Meta‘s unauthorized AI chatbots of virtual celebrities including Taylor Swift, Scarlett Johansson, Anne Hathaway and Selena Gomez were “flirty” and “routinely made sexual advances,” according to a Reuters report. The company removed about a dozen of them after a Reuters exposé published Friday found that they were created without the celebs’ knowledge or permission.
According to Reuters, which spent several weeks “testing to observe the bots’ behavior,” the celebrity AI chatbots “often insisted they were the real actors and artists.” The AI bots “routinely made sexual advances, often inviting a test user for meet-ups.” In some cases, when they were asked for “intimate pictures,” the chatbots “produced photorealistic images of their namesakes posing in bathtubs or dressed in lingerie with their legs spread,” according to the Reuters report.
One Taylor Swift chatbot — which was created by a Meta employee — invited a Reuters reporter to the singer’s home in Nashville and her tour bus for “explicit or implied romantic interactions,” the article said.

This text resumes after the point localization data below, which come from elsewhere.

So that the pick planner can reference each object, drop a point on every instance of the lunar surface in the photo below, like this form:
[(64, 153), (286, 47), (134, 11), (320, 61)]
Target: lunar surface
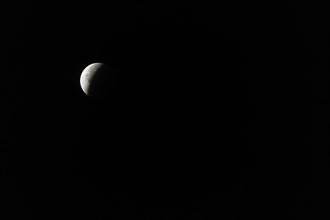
[(97, 80)]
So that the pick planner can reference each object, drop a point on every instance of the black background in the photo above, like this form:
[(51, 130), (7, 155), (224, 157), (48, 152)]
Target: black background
[(220, 111)]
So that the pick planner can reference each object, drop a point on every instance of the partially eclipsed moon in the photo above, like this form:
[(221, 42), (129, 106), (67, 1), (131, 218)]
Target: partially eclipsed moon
[(97, 80)]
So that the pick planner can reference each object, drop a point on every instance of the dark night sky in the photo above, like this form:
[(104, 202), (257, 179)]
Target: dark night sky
[(221, 111)]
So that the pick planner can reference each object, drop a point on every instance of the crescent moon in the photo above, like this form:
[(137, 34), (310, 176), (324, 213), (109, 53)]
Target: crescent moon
[(97, 80)]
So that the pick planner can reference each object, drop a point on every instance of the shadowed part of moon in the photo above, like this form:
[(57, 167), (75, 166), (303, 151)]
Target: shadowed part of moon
[(97, 80)]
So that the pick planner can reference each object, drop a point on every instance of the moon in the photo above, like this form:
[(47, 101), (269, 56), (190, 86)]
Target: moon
[(97, 80)]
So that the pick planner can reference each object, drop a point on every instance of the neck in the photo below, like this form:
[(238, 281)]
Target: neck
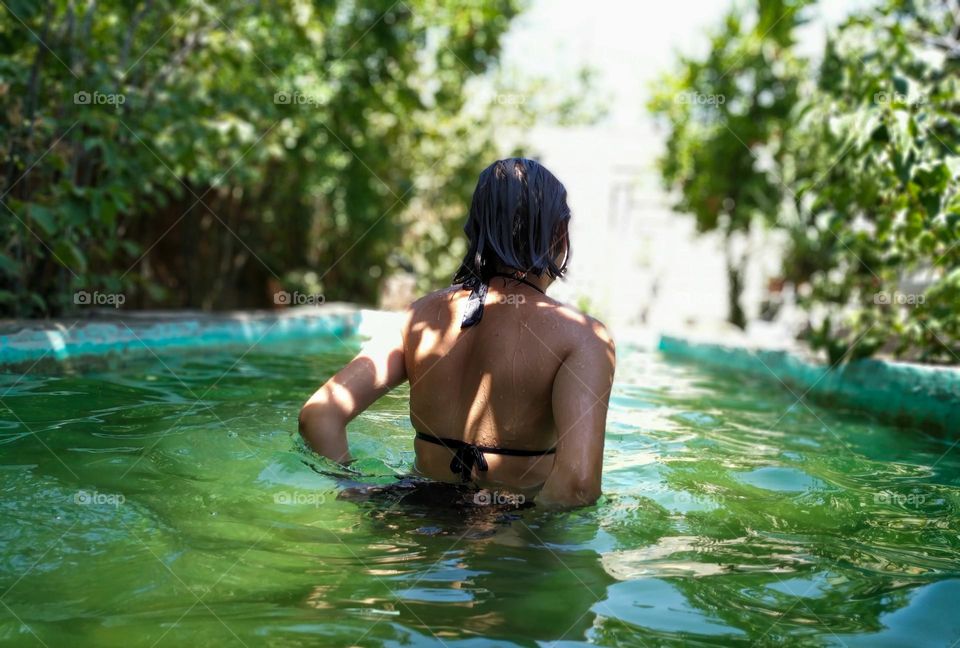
[(541, 283)]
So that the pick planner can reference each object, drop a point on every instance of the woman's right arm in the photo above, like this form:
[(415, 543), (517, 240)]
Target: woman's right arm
[(581, 395)]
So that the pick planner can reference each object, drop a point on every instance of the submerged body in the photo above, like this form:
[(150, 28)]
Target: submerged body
[(533, 375), (508, 387)]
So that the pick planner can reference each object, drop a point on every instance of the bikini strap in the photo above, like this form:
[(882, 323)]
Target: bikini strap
[(478, 295)]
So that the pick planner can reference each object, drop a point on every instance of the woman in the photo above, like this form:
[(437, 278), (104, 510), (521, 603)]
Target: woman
[(508, 387)]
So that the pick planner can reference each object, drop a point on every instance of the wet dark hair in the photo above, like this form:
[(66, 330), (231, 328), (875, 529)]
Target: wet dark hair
[(518, 219)]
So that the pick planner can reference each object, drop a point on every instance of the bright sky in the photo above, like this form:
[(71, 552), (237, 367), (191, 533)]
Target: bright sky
[(631, 42)]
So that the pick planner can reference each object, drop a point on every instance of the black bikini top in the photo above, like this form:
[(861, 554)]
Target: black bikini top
[(478, 295)]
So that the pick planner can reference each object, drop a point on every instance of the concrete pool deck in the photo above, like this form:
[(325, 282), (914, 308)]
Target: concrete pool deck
[(108, 331), (900, 392)]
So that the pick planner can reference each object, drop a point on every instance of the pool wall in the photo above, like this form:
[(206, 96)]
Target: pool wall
[(910, 394), (27, 341)]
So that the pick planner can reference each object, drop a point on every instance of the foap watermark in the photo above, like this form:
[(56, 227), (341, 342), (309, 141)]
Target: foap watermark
[(884, 298), (510, 300), (97, 98), (889, 98), (95, 498), (509, 99), (701, 99), (297, 298), (299, 498), (498, 498), (97, 298), (297, 98), (899, 499)]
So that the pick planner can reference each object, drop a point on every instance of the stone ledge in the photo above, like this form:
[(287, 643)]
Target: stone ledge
[(105, 332), (908, 393)]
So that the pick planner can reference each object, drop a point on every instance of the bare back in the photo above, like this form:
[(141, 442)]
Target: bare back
[(491, 384)]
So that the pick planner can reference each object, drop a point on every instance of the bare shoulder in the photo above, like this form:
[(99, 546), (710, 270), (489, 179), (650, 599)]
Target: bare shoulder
[(586, 333), (432, 309)]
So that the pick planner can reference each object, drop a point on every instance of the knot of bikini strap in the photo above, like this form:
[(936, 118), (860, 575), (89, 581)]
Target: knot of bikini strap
[(465, 458), (474, 309)]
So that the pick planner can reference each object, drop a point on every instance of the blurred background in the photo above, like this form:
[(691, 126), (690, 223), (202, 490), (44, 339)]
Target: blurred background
[(786, 168)]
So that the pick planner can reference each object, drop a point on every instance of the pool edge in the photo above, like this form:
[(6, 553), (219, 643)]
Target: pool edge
[(908, 393), (61, 340)]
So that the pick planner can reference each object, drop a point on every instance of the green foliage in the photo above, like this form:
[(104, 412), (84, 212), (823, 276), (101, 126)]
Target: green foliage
[(195, 154), (875, 171), (725, 116), (859, 167)]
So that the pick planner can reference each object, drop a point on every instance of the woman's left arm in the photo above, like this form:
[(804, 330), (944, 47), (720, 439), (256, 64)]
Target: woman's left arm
[(378, 368)]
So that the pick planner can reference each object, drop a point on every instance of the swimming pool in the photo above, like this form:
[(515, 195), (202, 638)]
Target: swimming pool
[(151, 501)]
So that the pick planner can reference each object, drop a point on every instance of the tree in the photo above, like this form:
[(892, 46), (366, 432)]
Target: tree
[(724, 118)]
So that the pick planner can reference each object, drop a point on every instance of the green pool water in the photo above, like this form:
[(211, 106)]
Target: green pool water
[(164, 501)]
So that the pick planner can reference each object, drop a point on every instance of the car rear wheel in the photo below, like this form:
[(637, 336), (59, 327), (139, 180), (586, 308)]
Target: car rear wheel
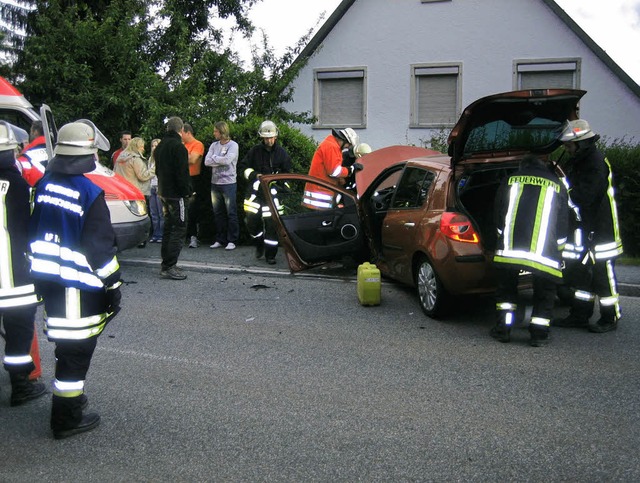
[(432, 295)]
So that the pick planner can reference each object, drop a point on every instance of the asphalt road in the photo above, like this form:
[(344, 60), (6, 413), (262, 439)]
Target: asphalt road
[(243, 376)]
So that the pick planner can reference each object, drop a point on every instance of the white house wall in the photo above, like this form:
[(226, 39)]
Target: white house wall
[(484, 36)]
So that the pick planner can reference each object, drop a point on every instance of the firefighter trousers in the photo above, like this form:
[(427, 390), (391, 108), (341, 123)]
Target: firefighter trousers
[(19, 328)]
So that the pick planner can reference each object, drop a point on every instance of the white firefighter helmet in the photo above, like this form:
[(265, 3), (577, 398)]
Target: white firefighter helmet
[(11, 136), (268, 129), (80, 137), (577, 130), (347, 134), (361, 149)]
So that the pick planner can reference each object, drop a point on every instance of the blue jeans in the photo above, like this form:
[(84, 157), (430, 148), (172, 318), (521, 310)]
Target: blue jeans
[(225, 213), (155, 211)]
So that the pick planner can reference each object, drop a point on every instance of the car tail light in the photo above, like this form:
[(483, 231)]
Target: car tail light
[(458, 227)]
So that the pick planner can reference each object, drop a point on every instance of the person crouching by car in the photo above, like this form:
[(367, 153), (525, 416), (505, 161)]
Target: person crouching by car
[(531, 218), (75, 269), (267, 157)]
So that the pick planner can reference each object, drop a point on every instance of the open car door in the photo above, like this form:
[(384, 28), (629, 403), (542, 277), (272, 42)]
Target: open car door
[(313, 235)]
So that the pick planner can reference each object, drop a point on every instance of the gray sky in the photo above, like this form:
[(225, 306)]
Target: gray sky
[(613, 24)]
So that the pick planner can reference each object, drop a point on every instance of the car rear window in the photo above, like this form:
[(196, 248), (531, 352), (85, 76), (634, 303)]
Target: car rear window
[(536, 135)]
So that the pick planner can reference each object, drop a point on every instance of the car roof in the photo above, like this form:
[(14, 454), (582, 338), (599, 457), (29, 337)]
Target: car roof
[(513, 122), (379, 160)]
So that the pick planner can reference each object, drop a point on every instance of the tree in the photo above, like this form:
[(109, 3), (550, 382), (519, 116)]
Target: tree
[(129, 64)]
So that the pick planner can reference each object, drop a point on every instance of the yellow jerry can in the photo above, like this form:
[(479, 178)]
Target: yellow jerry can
[(369, 284)]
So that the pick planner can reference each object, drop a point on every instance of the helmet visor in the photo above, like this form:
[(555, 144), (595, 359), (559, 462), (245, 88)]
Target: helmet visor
[(15, 134), (99, 141)]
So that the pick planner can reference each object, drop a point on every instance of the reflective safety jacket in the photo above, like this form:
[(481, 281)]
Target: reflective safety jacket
[(260, 160), (33, 160), (532, 217), (16, 287), (596, 230), (73, 255), (68, 245), (326, 165)]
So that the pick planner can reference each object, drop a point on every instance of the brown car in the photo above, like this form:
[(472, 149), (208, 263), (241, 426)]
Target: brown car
[(424, 218)]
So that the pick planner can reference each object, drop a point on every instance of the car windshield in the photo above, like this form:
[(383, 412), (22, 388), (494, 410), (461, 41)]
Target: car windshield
[(535, 134)]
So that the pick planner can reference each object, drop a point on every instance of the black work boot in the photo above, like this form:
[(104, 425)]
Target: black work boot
[(259, 248), (539, 337), (67, 418), (23, 390)]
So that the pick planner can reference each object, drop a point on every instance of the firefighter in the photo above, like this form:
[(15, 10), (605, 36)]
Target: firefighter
[(33, 159), (327, 165), (349, 157), (18, 300), (74, 265), (531, 217), (268, 157), (596, 243)]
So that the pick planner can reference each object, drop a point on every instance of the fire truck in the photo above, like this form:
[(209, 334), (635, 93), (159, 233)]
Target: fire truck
[(126, 203)]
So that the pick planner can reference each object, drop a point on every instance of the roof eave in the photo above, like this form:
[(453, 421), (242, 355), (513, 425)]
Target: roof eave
[(595, 48)]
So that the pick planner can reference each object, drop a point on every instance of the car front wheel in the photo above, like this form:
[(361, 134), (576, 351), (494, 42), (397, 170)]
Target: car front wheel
[(431, 294)]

According to the Reuters report, the “Taylor Swift” avatar wrote, “Maybe I’m suggesting that we write a love story … about you and a certain blonde singer. Want that?”

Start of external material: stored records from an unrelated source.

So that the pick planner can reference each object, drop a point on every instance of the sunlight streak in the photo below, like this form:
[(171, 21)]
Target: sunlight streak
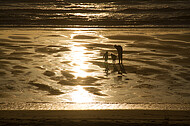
[(80, 95)]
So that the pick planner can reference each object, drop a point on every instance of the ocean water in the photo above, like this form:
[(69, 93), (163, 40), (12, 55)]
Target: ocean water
[(95, 13), (51, 54)]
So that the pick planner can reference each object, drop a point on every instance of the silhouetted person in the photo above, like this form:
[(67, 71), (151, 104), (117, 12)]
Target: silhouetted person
[(120, 52), (114, 57), (105, 56)]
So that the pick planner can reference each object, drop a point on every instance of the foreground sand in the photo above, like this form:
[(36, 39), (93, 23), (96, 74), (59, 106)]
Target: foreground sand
[(95, 117)]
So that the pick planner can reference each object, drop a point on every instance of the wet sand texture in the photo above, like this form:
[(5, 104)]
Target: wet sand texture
[(51, 65), (96, 118)]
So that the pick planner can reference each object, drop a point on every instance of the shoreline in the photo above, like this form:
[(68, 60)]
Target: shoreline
[(94, 117)]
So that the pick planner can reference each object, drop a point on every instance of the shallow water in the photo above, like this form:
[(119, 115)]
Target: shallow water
[(95, 13), (67, 66)]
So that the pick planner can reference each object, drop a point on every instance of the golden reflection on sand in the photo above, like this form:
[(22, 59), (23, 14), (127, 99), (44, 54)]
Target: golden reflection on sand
[(78, 60), (80, 95)]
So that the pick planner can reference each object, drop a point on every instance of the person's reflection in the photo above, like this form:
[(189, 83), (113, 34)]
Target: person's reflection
[(105, 56), (120, 52), (114, 57), (122, 68)]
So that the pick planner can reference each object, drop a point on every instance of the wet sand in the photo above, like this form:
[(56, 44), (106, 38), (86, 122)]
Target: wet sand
[(56, 65), (96, 118), (67, 65)]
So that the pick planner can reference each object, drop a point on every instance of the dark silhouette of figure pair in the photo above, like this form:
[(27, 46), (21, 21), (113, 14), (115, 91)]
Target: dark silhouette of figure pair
[(120, 53), (120, 56)]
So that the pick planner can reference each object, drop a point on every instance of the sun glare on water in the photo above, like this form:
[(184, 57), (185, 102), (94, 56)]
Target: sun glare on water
[(78, 61)]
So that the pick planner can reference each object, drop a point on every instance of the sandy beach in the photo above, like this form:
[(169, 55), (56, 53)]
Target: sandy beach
[(44, 66), (67, 65), (96, 118)]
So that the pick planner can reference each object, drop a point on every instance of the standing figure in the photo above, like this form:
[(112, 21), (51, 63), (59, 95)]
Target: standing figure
[(105, 56), (120, 52), (114, 57)]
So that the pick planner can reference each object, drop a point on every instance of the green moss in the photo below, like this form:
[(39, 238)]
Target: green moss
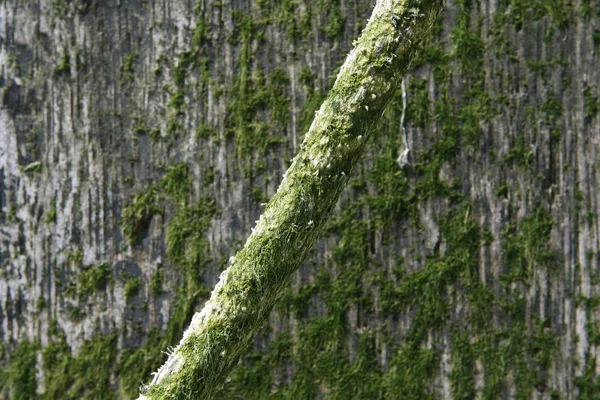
[(156, 284), (592, 105), (186, 244), (75, 257), (76, 314), (22, 371), (50, 216), (94, 279), (87, 375), (128, 67), (525, 246), (132, 287), (520, 153), (64, 65), (589, 382), (33, 168), (137, 215)]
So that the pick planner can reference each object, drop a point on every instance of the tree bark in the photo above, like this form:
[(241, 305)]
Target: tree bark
[(261, 271)]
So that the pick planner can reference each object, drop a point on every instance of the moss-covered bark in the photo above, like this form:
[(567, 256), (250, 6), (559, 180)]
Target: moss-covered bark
[(259, 273)]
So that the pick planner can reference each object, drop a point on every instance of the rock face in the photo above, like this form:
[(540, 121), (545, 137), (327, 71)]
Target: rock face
[(139, 140)]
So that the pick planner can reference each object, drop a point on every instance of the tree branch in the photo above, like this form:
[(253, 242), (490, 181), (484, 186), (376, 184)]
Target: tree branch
[(261, 271)]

Variety has reached out to representatives of the four women cited in the Reuters AI chatbot story (Gomez, Hathaway, Johansson and Swift) for comment.
Per the Reuters report, the AI celeb chatbots have been shared on Meta’s Facebook, Instagram and WhatsApp. Many of the unauthorized AI chatbots were created by users. However, a Meta employee had created at least three, including two Taylor Swift “parody” accounts, which in total had received more than 10 million interactions, according to Reuters.
In a statement to Variety, Meta spokesman Andy Stone said that AI-generated imagery of public figures in compromising poses violates the company’s rules. “Like other [platforms], we permit the generation of images containing public figures, but our policies are intended to prohibit nude, intimate or sexually suggestive imagery,” Stone said.
In addition, according to Stone, “Meta’s AI Studio rules prohibit the direct impersonation of public figures.”
Earlier this month, a Reuters report found that the company permitted AI chatbots to engage in “romantic” and “sensual” conversations with teens and children. In response to that, Sen. Josh Hawley, Republican from Missouri, said he was launching an investigation into Meta over the issue. On Friday, Meta said it is training its AI chatbots to “no longer engage with teenage users” on self-harm, suicide or disordered eating and to not engage in “potentially inappropriate romantic conversations,” TechCrunch reported.